Русские мыслители — страница 76 из 94

Белинский не был ни первым, ни последним из повлияв­ших на жизнь Тургенева коренным образом; первое и, пожа­луй, самое разрушительное влияние оказала мать писателя: волевая, истеричная вдова, существо жестокое и горько разо­чарованное во всем, любившее своего сына и надломившее душу его. Даже по далеко не мягким понятиям тогдашних русских помещиков эта женщина была оголтелым чудовищем. В детстве Тургенев стал свидетелем ее неописуемой жесто­кости по отношению к постоянно унижаемым домочадцам и крепостным крестьянам, а в одном из эпизодов рассказа «Бригадир», по-видимому, излагается случай, когда бабушка Ивана Сергеевича по материнской линии собственными руками убила крепостного мальчика: в припадке бешенства ударила его, ранила, свалила на пол и, разъярившись оконча­тельно, задушила подушкой[294]. Тургеневские рассказы и пове­сти изобилуют воспоминаниями подобного рода, от коих писатель старался избавиться всю жизнь.
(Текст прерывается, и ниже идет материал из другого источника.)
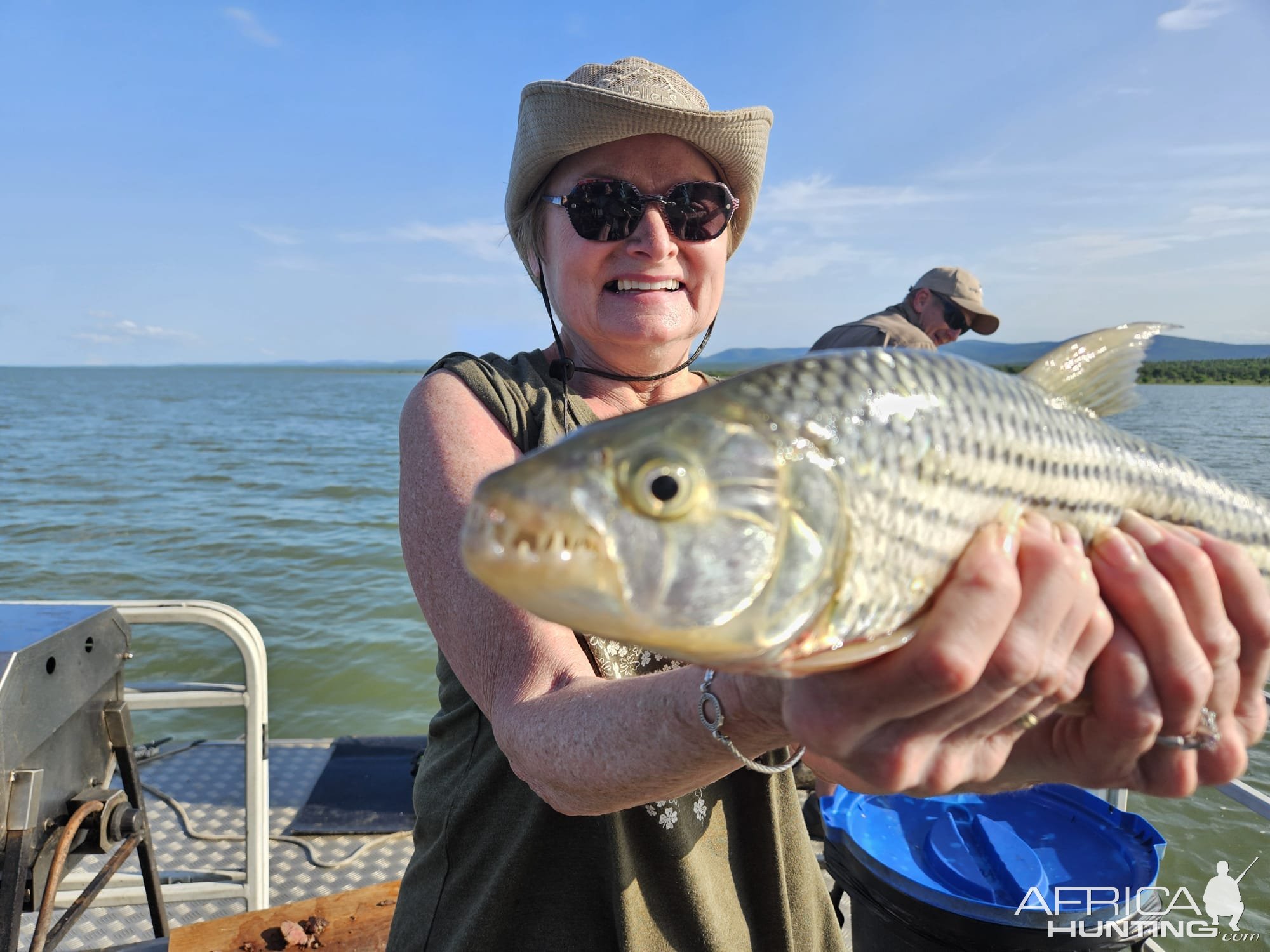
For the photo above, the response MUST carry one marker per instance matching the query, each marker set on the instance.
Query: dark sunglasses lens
(698, 211)
(953, 317)
(606, 210)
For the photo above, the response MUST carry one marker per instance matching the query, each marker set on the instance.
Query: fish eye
(664, 489)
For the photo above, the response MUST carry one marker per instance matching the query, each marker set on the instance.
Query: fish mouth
(553, 564)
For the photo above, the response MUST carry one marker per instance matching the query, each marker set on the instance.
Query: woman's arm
(585, 744)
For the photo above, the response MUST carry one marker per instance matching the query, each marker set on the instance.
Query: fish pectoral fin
(1097, 374)
(848, 656)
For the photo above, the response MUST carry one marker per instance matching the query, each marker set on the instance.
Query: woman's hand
(1012, 633)
(1193, 631)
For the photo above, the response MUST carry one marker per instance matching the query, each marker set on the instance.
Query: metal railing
(253, 696)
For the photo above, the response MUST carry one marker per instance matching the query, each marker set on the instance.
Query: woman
(566, 804)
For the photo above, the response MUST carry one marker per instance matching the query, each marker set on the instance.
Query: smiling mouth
(624, 286)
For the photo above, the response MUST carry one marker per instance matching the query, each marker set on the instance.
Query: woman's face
(582, 276)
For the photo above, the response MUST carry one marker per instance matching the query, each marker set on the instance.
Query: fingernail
(1183, 534)
(1114, 548)
(1141, 527)
(1008, 538)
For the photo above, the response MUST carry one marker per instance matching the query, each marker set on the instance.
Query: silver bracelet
(716, 728)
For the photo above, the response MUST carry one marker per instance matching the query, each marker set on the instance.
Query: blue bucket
(1018, 870)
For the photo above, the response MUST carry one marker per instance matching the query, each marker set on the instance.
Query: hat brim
(981, 322)
(559, 119)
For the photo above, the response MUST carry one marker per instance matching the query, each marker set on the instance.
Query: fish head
(705, 536)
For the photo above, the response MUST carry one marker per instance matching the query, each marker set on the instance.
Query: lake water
(275, 491)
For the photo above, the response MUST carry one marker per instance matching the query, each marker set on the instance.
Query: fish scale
(1062, 464)
(817, 505)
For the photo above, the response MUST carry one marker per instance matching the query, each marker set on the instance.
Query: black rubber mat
(364, 789)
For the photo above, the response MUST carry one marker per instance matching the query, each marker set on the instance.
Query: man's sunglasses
(953, 315)
(610, 210)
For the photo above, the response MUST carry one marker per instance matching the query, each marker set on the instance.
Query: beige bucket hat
(962, 288)
(633, 97)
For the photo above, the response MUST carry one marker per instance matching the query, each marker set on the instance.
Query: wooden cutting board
(359, 922)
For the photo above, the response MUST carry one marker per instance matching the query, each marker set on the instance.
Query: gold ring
(1028, 722)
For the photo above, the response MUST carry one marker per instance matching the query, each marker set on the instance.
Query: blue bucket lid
(982, 856)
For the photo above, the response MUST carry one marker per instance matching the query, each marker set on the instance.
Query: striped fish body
(929, 449)
(801, 517)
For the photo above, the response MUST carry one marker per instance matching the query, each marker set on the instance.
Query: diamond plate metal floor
(209, 781)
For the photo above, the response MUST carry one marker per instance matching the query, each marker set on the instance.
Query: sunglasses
(953, 315)
(610, 210)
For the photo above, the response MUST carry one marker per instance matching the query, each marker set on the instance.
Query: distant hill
(1163, 348)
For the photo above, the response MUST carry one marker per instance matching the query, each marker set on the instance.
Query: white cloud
(817, 195)
(1196, 15)
(275, 237)
(798, 265)
(1222, 150)
(291, 263)
(459, 279)
(1210, 214)
(482, 239)
(125, 331)
(250, 27)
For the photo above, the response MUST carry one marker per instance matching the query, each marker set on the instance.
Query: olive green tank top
(723, 869)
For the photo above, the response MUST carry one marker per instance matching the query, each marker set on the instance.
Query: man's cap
(963, 289)
(633, 97)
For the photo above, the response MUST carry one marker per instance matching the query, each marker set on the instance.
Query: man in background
(943, 305)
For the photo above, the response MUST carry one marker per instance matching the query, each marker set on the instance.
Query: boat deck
(208, 781)
(209, 784)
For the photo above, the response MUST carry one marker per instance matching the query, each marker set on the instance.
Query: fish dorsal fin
(1097, 374)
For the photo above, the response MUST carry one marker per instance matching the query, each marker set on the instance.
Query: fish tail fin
(1097, 374)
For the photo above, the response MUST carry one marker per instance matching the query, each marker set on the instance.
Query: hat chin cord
(563, 367)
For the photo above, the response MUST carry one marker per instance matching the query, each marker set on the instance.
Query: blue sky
(324, 181)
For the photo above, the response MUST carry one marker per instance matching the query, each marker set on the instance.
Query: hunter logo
(1183, 916)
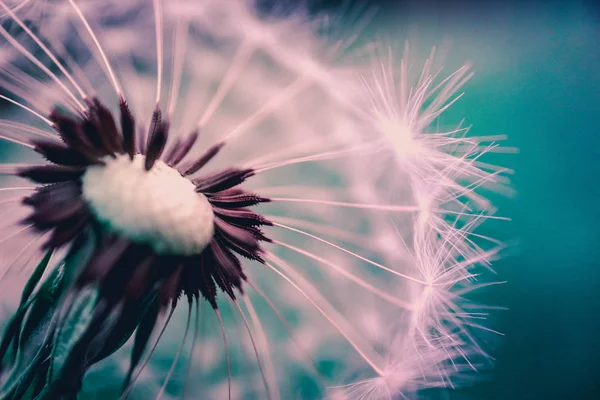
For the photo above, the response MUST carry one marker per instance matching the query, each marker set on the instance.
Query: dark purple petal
(241, 217)
(51, 173)
(127, 128)
(223, 180)
(105, 124)
(67, 231)
(77, 135)
(60, 193)
(155, 145)
(236, 200)
(50, 215)
(182, 149)
(61, 154)
(169, 290)
(104, 260)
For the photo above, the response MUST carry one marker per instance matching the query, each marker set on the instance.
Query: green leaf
(73, 327)
(13, 327)
(131, 316)
(142, 336)
(35, 277)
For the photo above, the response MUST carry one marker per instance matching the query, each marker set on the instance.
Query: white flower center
(159, 207)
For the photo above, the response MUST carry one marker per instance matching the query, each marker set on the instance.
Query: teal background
(537, 80)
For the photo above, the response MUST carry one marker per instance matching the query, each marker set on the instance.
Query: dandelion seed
(192, 150)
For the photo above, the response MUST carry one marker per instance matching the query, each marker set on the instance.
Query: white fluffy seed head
(159, 207)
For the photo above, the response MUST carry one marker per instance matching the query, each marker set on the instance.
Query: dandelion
(193, 152)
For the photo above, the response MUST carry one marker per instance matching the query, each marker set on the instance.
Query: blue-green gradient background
(537, 80)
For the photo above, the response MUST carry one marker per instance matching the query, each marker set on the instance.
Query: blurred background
(537, 80)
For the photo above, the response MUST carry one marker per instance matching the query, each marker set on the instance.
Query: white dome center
(159, 207)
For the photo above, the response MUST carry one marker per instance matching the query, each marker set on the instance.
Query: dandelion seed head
(157, 207)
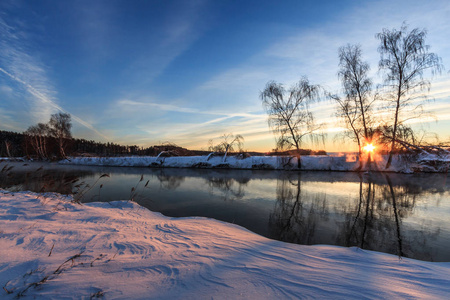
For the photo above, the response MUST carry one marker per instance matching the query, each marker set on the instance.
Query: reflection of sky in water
(265, 202)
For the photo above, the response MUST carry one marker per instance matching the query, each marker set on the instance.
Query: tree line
(53, 140)
(370, 114)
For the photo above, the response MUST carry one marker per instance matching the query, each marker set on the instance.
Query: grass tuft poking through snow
(119, 250)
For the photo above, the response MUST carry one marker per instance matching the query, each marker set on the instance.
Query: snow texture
(339, 162)
(53, 248)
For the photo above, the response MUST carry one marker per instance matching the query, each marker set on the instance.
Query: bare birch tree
(404, 58)
(60, 126)
(229, 141)
(356, 106)
(37, 136)
(289, 113)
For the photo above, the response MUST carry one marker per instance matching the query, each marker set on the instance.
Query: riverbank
(53, 247)
(341, 162)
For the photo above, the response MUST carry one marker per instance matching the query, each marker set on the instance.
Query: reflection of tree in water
(169, 182)
(230, 188)
(374, 222)
(41, 180)
(295, 217)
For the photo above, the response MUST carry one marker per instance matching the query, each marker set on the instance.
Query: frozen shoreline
(53, 247)
(345, 162)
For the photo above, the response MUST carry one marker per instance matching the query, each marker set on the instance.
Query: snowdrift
(53, 248)
(340, 162)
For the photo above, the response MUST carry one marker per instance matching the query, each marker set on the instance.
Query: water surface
(405, 215)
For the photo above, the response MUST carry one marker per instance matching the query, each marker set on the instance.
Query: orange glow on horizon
(369, 148)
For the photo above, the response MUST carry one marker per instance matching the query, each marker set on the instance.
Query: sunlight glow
(369, 148)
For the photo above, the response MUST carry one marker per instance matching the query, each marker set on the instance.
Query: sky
(149, 72)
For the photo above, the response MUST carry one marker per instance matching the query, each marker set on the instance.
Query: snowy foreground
(339, 162)
(53, 248)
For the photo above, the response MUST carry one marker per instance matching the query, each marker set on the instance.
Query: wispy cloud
(30, 74)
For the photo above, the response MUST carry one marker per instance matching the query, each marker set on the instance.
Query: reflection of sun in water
(369, 148)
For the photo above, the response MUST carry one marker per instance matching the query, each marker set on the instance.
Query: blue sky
(147, 72)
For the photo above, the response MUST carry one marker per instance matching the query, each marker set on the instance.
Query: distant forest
(15, 144)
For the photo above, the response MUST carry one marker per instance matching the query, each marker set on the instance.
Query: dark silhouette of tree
(355, 108)
(289, 115)
(404, 58)
(228, 143)
(37, 136)
(59, 128)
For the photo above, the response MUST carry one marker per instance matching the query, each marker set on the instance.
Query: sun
(369, 148)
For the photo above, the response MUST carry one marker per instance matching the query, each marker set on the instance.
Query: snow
(52, 247)
(339, 162)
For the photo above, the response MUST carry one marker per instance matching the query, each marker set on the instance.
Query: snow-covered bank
(52, 248)
(343, 162)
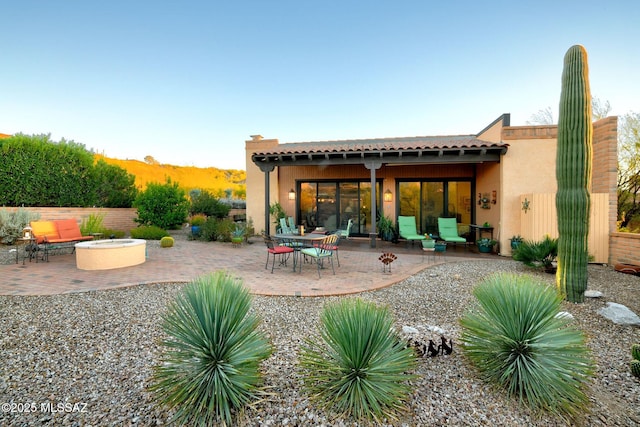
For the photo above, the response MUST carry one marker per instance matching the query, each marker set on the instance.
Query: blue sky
(188, 82)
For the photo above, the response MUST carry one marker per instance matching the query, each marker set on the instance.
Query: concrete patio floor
(359, 270)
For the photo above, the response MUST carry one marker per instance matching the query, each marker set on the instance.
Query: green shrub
(12, 223)
(198, 220)
(162, 205)
(217, 229)
(166, 242)
(207, 204)
(359, 365)
(516, 341)
(92, 224)
(210, 365)
(537, 254)
(148, 232)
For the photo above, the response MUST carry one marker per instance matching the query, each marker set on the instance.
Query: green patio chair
(448, 231)
(407, 229)
(324, 250)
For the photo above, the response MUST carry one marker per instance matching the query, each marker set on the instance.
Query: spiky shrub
(515, 340)
(166, 242)
(635, 351)
(635, 362)
(210, 366)
(573, 173)
(359, 366)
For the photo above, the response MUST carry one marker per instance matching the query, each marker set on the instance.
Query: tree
(573, 173)
(36, 171)
(163, 205)
(629, 171)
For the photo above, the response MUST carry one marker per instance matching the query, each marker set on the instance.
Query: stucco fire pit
(108, 254)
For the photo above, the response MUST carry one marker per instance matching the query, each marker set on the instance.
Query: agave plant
(516, 340)
(212, 355)
(359, 366)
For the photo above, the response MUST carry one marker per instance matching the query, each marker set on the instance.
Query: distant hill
(214, 180)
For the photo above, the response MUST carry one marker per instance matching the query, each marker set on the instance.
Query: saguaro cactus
(573, 173)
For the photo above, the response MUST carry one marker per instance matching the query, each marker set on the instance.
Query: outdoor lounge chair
(324, 250)
(407, 229)
(274, 250)
(448, 231)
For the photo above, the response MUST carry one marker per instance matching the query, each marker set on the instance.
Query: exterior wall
(605, 165)
(625, 248)
(487, 181)
(529, 166)
(541, 218)
(121, 219)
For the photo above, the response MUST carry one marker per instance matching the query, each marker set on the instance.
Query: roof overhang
(397, 151)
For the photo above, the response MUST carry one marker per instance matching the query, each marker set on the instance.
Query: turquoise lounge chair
(407, 229)
(448, 231)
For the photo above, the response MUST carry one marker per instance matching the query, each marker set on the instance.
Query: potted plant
(540, 254)
(428, 242)
(516, 241)
(197, 221)
(485, 245)
(385, 228)
(237, 235)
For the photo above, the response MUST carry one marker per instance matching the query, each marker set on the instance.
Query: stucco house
(503, 175)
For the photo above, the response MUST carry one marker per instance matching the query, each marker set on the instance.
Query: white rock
(564, 315)
(409, 330)
(619, 314)
(592, 294)
(436, 329)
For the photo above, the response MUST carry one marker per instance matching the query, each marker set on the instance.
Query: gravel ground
(94, 352)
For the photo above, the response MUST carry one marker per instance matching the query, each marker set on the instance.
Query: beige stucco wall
(255, 182)
(527, 167)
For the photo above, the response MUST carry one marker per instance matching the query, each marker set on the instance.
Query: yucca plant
(212, 354)
(516, 340)
(359, 366)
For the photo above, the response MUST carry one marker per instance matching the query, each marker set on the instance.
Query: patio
(360, 269)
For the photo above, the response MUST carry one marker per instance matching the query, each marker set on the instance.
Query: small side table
(30, 248)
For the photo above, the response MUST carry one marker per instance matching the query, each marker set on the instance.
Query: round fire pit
(108, 254)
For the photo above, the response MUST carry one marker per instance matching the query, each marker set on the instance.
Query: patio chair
(448, 231)
(407, 229)
(273, 249)
(324, 250)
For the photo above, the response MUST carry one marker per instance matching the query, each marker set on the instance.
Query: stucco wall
(624, 248)
(527, 167)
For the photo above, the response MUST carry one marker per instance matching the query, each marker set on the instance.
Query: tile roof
(419, 143)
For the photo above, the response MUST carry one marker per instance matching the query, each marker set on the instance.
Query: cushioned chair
(274, 250)
(324, 250)
(448, 231)
(407, 229)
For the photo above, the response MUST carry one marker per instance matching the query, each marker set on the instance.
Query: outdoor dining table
(302, 240)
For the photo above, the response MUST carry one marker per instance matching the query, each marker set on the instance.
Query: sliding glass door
(331, 204)
(428, 200)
Именно детские воспоминания подобного рода и застав­ляли молодых людей, получивших университетское образо­вание и благодаря ему ценивших западную цивилизацию, непрестанно заботиться о достоинстве и свободе личности и ненавидеть уже увядавший русский феодализм — этими двумя чувствами с самого начала отличалось политичес­кое мышление всей русской интеллигенции. Нравствен­ное смятение было весьма изрядным. «... Наше время алчет убеждений, томится голодом истины», — писал Белинский в 1842 году, когда с ним познакомился двадцатичетырехлет­ний Тургенев: — «<...> наш век — весь вопрос, весь стрем­ление, весь искание и тоска по истине»[295]. Тринадцать лет спустя Иван Сергеевич как бы вторит Белинскому: «Бывают эпохи, где литература не может быть только художеством — а есть интересы высшие поэтических интересов»[296]. Тремя годами позже Толстой, в то время исповедовавший идеал чистого искусства, предложил Тургеневу совместно издавать чисто литературный и художественный журнал, свободный от низменной и грязной политической полемики. Тургенев ответил: «в наше время не до птиц, распевающих на ветке», не до «лирического щебетанья»[297]. «Политическая возня Вам противна; точно, дело грязное, пыльное, пошлое; — да ведь и на улицах грязь и пыль — а без городов нельзя же»[298].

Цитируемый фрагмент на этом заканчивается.